Who is doing the marking? Three forces compete for your ledger — the Church of the Radiant Compact demands your compliance; the borderland factions demand your blood; the outer void demands your sanity. To survive is to choose whose ink you are willing to wear.
What happens when the third mark lands? The Threshold of Collapse. The ledger closes. Your weapon shatters, your body locks, your characteristics freeze. The game is the calculation of how close you are to that third mark — and whether you can clear the ledger before you unravel.
IronTithe uses a single die: the 1d10. Almost every action that matters is resolved the same way — roll 1d10, add relevant bonuses, meet or beat a Target Number (TN). If you do, you succeed. If you don't, consequences follow.
Advantage: Roll 2d10 and take the higher result. Granted by skills, positioning, or circumstances in your favour.
Disadvantage: Roll 2d10 and take the lower result. Imposed by injury, environment, or being outmatched.
| Action | Roll | TN |
|---|---|---|
| Attack (melee) | 1d10 + To-Hit bonus | Target's Defence |
| Attack (ranged) | 1d10 + To-Hit bonus | Target's Defence |
| Cast a spell | 1d10 + To-Cast bonus | Spell's TN |
| Resist magic (mind) | 1d10 + Resolve | Effect's TN + Resist |
| Skill test (trained) | 1d10 + skill points | GM-set DV |
| Skill test (untrained) | Dis.d10 + characteristic | GM-set DV |
The contest rule. When two wills clash, both roll 1d10 + skill and the higher total wins (ties favour the defender). If you have no training in the skill, you fall back on raw nature — Disadvantage on the d10 + the governing characteristic. Two skills, Inspire and Performance, add their characteristic even when trained, as uncontested projection.
Resist Bonus: creatures defend by a standing bar — Characteristic TN + a Resist bonus that scales with their Tier — so a tougher foe is genuinely harder to sway, frighten, or dominate.
Time on the battlefield is measured in heartbeats and drawn steel. Every combatant is granted a base of 1 Action Point (AP) per exchange. This pool is expanded through the Quickness skill or deliberate investment of Experience.
| Action | AP Cost |
|---|---|
| Melee Attack (one-handed) | 1 AP |
| Melee Attack (two-handed) | 2 AP |
| Ranged Attack (shortbow, thrown) | 1 AP |
| Ranged Attack (heavier bows, crossbows) | 2–3 AP |
| Cast a Spell (TN 1–6) | 1 AP |
| Cast a Spell (TN 7–9) | 2 AP |
| Cast a Spell (TN 10–12) | 3 AP |
| Cast a Spell (TN 13–15) | 4 AP |
| Move (full movement) | 1 AP |
| Use an Item / Drink Potion | 1 AP |
| Enter Reactive Stance | 1 AP — declare trigger & held action |
| Riposte (reaction) | 1 AP — triggers on enemy natural 1 |
A note on arms: A two-handed weapon costs 2 AP per swing but doubles your Physique bonus to wounds.

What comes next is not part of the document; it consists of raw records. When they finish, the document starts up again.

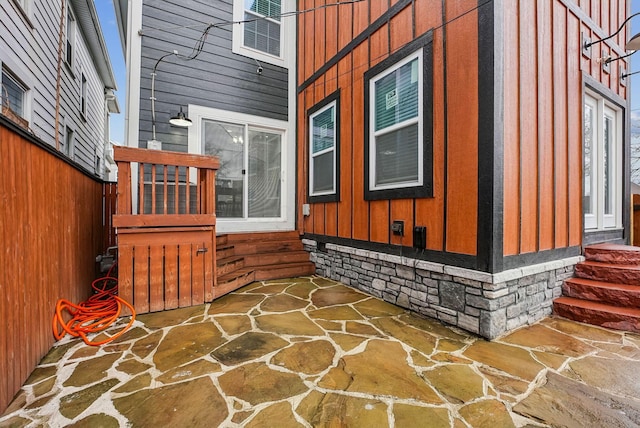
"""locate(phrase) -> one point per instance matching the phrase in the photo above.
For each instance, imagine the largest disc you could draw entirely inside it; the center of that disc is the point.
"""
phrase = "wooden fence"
(51, 231)
(166, 245)
(636, 220)
(109, 197)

Ranged weapons carry their own action economy — a shortbow looses for 1 AP, while heavier bows, crossbows, and blackpowder demand more to draw or reload (a pre-loaded weapon fires its first shot for 1). See the core rules for the full weapon list.
Use this pre-built character to play immediately. Mira Ashvane is a Human soldier — experienced, pragmatic, and carrying the kind of faith that comes from having needed it and found it present. She can fight, endure, and call upon simple blessings when steel isn't enough.

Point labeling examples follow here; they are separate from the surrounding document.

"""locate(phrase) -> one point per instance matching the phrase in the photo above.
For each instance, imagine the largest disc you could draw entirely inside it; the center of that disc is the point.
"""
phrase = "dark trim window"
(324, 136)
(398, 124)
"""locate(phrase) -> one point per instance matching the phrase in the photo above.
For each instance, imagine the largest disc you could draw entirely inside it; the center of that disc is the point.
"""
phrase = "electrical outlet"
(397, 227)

Mira carries 3 points in Devotion — enough to call down blessings up to TN 6 without penalty. To cast, she rolls 1d10 + her To-Cast bonus against the blessing's TN. With steady faith the holy light answers readily; only the most demanding miracles risk slipping from her grasp.
Mira can hold 3 blessings in memory — equal to her Devotion skill points. She must choose which to prepare before play begins. Below are her available blessings for this quickstart.
Use this encounter to learn the system. Three Vraxxal Warriors have located Mira in the ruins of a village they emptied three days ago. They were not searching for her. They simply noted her presence as a variable.